Spinal Cord Injury
What is spinal cord injury?
Spinal cord injury is damage to the spinal cord as a result of a direct trauma to the spinal cord itself or as a result of indirect damage to the bones, soft tissues, and vessels surrounding the spinal cord. The spinal cord is the major bundle of nerves carrying nerve impulses to and from the brain to the rest of the body. Rings of bone called vertebrae surround the spinal cord. These bones constitute the spinal column (back bones).
Spinal cord damage results in a loss of function, such as mobility or feeling. In most people who have spinal cord injury, the spinal cord is not severed. Spinal cord injury is not the same as back injury, which might result from causes such as pinched nerves or ruptured disks. Even when a person sustains a break in a vertebra or vertebrae, there might not be any spinal cord injury if the spinal cord itself is not affected.
What happens in a spinal cord injury?
There are two kinds of spinal cord injury -- complete and incomplete. In a complete injury, there is no function below the level of the injury. There is no sensation or voluntary movement. In an incomplete injury, there is some functioning below the level of the injury.

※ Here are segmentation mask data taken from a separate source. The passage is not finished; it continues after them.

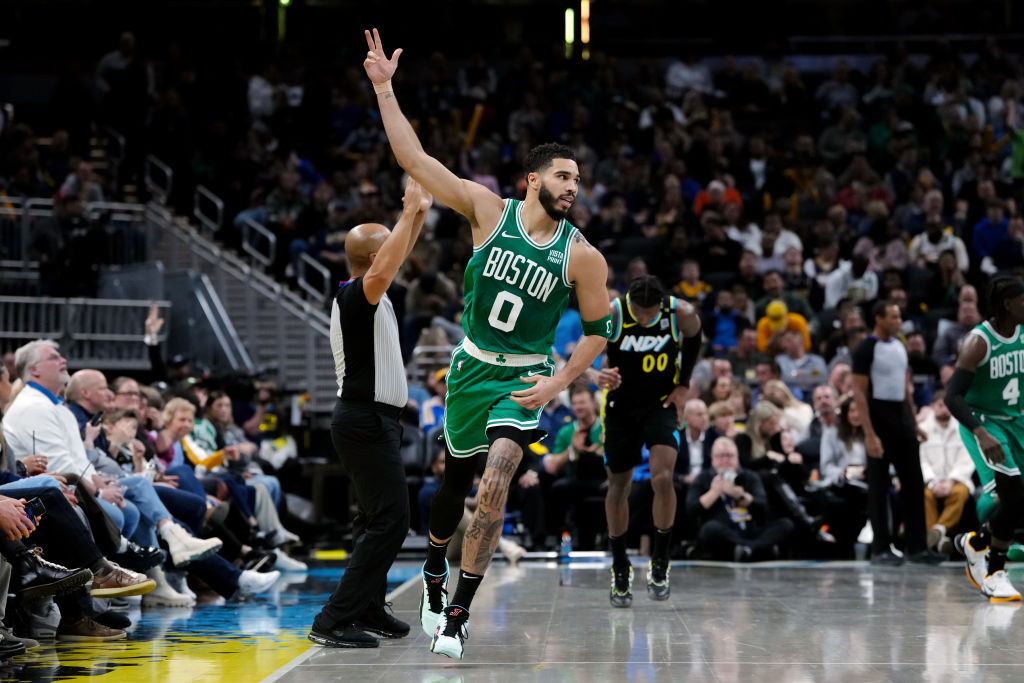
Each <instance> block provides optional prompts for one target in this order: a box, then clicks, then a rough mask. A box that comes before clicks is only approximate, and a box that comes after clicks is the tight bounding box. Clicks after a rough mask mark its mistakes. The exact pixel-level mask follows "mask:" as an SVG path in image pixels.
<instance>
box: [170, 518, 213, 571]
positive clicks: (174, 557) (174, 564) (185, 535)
mask: <svg viewBox="0 0 1024 683" xmlns="http://www.w3.org/2000/svg"><path fill="white" fill-rule="evenodd" d="M160 535H161V536H163V537H164V541H166V542H167V547H168V549H169V550H170V551H171V560H172V561H173V562H174V566H176V567H183V566H185V565H186V564H188V563H189V562H195V561H196V560H201V559H203V558H204V557H209V556H210V555H213V554H214V553H215V552H217V551H218V550H220V547H221V546H222V545H224V543H223V541H221V540H220V539H197V538H196V537H194V536H193V535H190V533H189V532H188V531H186V530H185V529H184V527H182V526H180V525H178V524H176V523H174V522H169V523H167V524H164V525H163V526H161V527H160Z"/></svg>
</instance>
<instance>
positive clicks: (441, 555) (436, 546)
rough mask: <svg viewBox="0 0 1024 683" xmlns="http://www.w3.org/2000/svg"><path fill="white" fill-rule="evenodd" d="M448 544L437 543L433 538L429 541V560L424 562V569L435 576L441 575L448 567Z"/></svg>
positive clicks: (446, 542) (427, 555)
mask: <svg viewBox="0 0 1024 683" xmlns="http://www.w3.org/2000/svg"><path fill="white" fill-rule="evenodd" d="M447 544H449V542H447V541H445V542H444V543H435V542H434V540H433V539H429V540H428V541H427V561H426V562H424V564H423V570H424V571H426V572H427V573H430V574H433V575H435V577H440V575H441V574H443V573H444V570H445V569H446V568H447V564H446V563H445V562H444V556H445V555H446V554H447Z"/></svg>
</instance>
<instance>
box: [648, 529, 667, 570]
mask: <svg viewBox="0 0 1024 683" xmlns="http://www.w3.org/2000/svg"><path fill="white" fill-rule="evenodd" d="M671 544H672V527H671V526H670V527H669V528H664V529H663V528H656V529H654V547H653V548H652V549H651V552H650V558H651V559H652V560H664V561H666V562H668V561H669V546H670V545H671Z"/></svg>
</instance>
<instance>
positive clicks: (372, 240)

How common is spinal cord injury?
Spinal cord injury occurs in various countries throughout the world with an annual incidence of 15 to 40 cases per million. For some of these people, the injury is the result of a disease, such as polio or spina bifida. However, for most, the spinal cord injury is the result of trauma. The leading traumatic cause of spinal cord injuries is automobile accidents, causing 44% of all injuries. Other causes of spinal cord injuries, in descending order of frequency, include violence (gunshot wounds, for example), falls, and sports. While sports only account for 8% of all spinal cord injuries, 60% of those sports-related injuries are a result of diving accidents. For spinal cord injuries occurring over age 45, falls overtake automobile accidents as the number one cause.
Males account for over 80% of patients with spinal cord injuries. The average patient age is 33, but the most frequent age of injury is 19.
What causes spinal cord injury?
Spinal cord injuries might result from falls, diseases such as polio or spina bifida (a disorder involving incomplete development of the brain, spinal cord, and/or their protective coverings), motor vehicle accidents, sports injuries, industrial accidents, and assaults, among other causes. If the spine is weak because of another condition, such as arthritis, apparently minor injuries can cause spinal cord trauma.
Partial and complete spinal cord injuries
There are two types of spinal cord injuries: complete and partial. If a spinal cord injury is complete, there is no function below the point of injury. This means the patient will experience no sensation or voluntary movement and that both sides of the body, for example have both arms, will usually be equally affected. A complete injury can result in the paralysis of all four limbs (quadriplegia) or the lower half of the body (paraplegia).
For partial injuries, a patient may be able to move one limb more than the other or be able to feel more with one side than the other. The level of incomplete injuries may vary from patient to patient, and can affect the body in different ways. For example, a C-6 injury may result in having no hand control but having wrist control. A C-5 injury may deprive a patient of wrist and hand control, but not arm and shoulder control.
Aside from having a loss of sensation and movement, patients with a spinal cord injury may also experience bladder and bowel complications. Spinal cord injuries often affect fertility in males. If the spinal cord injury is high (example, C-1 or C-2), the patient may need a respirator or diaphragmatic pacemaker to breathe properly.
Other complications that may result from a spinal cord injury are an inability to regulate blood pressure, low blood pressure, reduced control of body temperature, an inability to sweat that occurs below the level of injury, and chronic pain. Patients with spinal injuries also have an increased susceptibility to respiratory disease and autonomic dysreflexia. Autonomic dysreflexia is primarily the result of the body being unable to control the blood pressure. This is especially a concern for patients who have a spinal cord injury at T-6 or above. The signal responsible for "telling" the blood vessels to relax cannot be processed because of the injury. With autonomic dysreflexia, these blood vessels intermittently remain constricted, thus elevating the blood pressure and possibly leading to life-threatening complications such as stroke. External methods of lowering the blood pressure to a safe level are often necessary.